Como os rins funcionam? 

Os rins desempenham múltiplas funções essenciais no organismo. Filtram o sangue continuamente, eliminam substâncias tóxicas, regulam a pressão arterial, participam da produção de hormônios e controlam o equilíbrio de líquidos e minerais. Esse trabalho acontece sem que a pessoa perceba. Por isso, quando a capacidade de filtração começa a diminuir, o corpo muitas vezes compensa a perda inicial sem manifestar sintomas evidentes. A doença renal crônica evolui de forma gradual. Nas fases iniciais, a pessoa pode sentir-se perfeitamente saudável enquanto os rins perdem progressivamente sua capacidade de funcionar.

Os dois grandes responsáveis pela doença renal crônica continuam sendo o diabetes e a hipertensão arterial. Ambas as condições provocam lesões progressivas que, quando não tratadas adequadamente, podem comprometer de forma irreversível a função dos rins.

Nos últimos anos, a obesidade também passou a ganhar destaque entre os fatores que aumentam o risco de doença renal crônica. Embora não tenha o mesmo peso das duas principais causas, a obesidade aumenta significativamente o risco de lesão renal. O excesso de peso favorece o desenvolvimento de diabetes e hipertensão arterial, criando um ambiente propício para danos renais. Além disso, a obesidade pode provocar alterações que comprometem diretamente o funcionamento dos rins.

Por que a descoberta tardia reduz as chances de tratamento? 
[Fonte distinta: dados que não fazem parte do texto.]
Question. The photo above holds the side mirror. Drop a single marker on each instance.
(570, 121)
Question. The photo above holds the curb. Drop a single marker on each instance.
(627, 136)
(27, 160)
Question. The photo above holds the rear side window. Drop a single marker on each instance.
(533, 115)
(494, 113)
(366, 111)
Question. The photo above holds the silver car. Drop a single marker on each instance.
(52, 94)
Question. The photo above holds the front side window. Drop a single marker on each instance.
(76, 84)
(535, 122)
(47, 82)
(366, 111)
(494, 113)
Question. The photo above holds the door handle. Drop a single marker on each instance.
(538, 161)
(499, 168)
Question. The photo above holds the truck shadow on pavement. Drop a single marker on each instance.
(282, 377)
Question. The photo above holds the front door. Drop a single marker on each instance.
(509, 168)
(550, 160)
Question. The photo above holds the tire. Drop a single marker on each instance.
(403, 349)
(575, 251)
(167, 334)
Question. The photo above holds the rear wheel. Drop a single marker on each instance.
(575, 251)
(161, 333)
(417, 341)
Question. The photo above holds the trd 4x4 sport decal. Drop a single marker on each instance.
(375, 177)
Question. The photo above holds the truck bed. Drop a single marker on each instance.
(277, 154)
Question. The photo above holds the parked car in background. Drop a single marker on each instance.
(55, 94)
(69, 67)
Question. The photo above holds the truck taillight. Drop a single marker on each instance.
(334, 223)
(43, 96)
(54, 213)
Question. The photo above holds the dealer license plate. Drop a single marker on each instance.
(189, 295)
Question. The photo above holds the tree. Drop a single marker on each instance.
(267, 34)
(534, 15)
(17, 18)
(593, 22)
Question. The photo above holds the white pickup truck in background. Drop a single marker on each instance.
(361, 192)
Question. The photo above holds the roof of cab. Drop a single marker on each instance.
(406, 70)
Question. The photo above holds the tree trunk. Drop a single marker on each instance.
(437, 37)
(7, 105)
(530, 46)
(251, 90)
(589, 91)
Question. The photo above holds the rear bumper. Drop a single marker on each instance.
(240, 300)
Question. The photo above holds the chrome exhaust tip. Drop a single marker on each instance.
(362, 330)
A evolução silenciosa da doença renal crônica representa o maior desafio para sua prevenção e tratamento. Quando os primeiros sinais surgem, parte significativa da função dos rins já pode ter sido perdida. Nesse estágio avançado, as chances de interromper ou retardar a progressão da doença diminuem consideravelmente. Por isso, o diagnóstico precoce é fundamental. Pessoas com diabetes, hipertensão ou obesidade devem realizar exames periódicos de função renal, mesmo sem sintomas. Essa vigilância permite identificar alterações iniciais e iniciar o tratamento antes que danos irreversíveis ocorram.